Perpetual Peter Pans

You’ve seen them and know them – the perpetual Peter Pans. The men (and women) who “don’t wanna to grow up.” These are the ones who want to play “doctor,” but never want to play “mommy and daddy.” The ones who  loved the food, games and fun at Chuck E. Cheese’s restaurant and now embrace Dave and Buster’s whose ads read, “Recess time is calling: Can you hear it? It’s beckoning you to break out of your daily routine and have a little fun.”

Long after the time when other men and women put away childish things and shoulder adult activities, the adult Toys-R-Us kids line up nights of video games with their friends. These petulant, children in adult bodies want to watch Scoopy Doo and Road Runner in their jammies forever – and the networks cooperate with adult cartoons such as King of the Hill, the Simpsons,  Bevis and Butthead and South Park.

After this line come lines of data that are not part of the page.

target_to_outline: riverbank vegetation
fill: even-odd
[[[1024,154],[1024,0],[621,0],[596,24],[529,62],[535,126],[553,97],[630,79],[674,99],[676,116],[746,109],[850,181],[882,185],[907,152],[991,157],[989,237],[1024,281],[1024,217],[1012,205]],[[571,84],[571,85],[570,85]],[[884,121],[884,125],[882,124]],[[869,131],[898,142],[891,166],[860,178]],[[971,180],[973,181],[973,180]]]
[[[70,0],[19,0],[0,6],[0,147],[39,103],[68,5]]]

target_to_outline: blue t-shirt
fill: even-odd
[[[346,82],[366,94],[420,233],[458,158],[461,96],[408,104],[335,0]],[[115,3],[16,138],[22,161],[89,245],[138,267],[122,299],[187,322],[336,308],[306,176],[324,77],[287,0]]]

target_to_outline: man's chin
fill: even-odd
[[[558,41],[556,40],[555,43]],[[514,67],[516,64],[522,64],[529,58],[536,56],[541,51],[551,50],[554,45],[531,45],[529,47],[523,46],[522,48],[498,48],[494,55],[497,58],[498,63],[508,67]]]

In his perpetual pre-pubescent state, Pan wore tights, green shorts and a shirt. Today’s Peter Pan would not be caught dead in a suit. As soon as they can, they finagle for casual Friday – and a relaxed dress code the rest of the week. Yes, they will go to college to seek a degree, but please, don’t expect them to quit being a sleepy child taken by mom on an early morning dash to the grocery store. They attend college classes in pajamas, slippers and a hat to cover their bed head hair.

For a long time, common sense said, “get a college degree, develop your career and have your fun – before you settle down.” The Peter Pans listened and pushed adult responsibilities back into the mid- to late 20s. Less than a half century ago most teenagers worked, wed and reproduced. Now they keep on playing “cops and robbers” – and call it Laser Tag or Paint Ball.
The kids who grew up with Little League through the summer, now gravitate to adult leagues for football, dodgeball, soccer, kickball and basketball with a full season’s schedule that encroaches on time with the family. Parents used to sit in the stands and watch their children play. Now the kids ascend the stands to watch mom or dad play.

The younger the child, the more sheltered from the harshest of life’s realities – but, Lost Boys wants to be sheltered forever. After two decades of family sitcoms, they meet real life situations and come away protesting, “That’s not how it happened on the Cosby show!” They fail to recognize that the witty repartee and wise insights of the show took a staff of screen writers weeks to develop. While the Cosby crew resolved major interpersonal issues in 30 minutes, real people may struggle with those same issues for years – often without resolution.

Like petulant 8-year-olds told it is time to stop playing and go to bed, they ignorantly declare, “I can’t wait ‘til I’m an adult and I can do whatever I want!” Perpetual Peter Pans want all the privileges and none of the responsibilities. They want all of the cash without any of the commitment to a career to collect it.

They pout and cling to the invisible magic wand that created everything in the land of Let’s Pretend. On the cusp of adulthood, they keep looking for the wand and ignore the shovel, the hammer and the hoe required to lay the foundations for a real house made with their blood, sweat and tears.

Today’s “big kids” want to have “backsies” forever – to never have to keep commitments or fulfill obligations. They live together because that means they can gather up their toys and leave just as they did when they played house as children. As adults, they avoid making a serious commitment of “til death do us part” – and never discover the variety, the rich freedom and the comfort of a relationship and a life established on the foundation of commitment and hard work.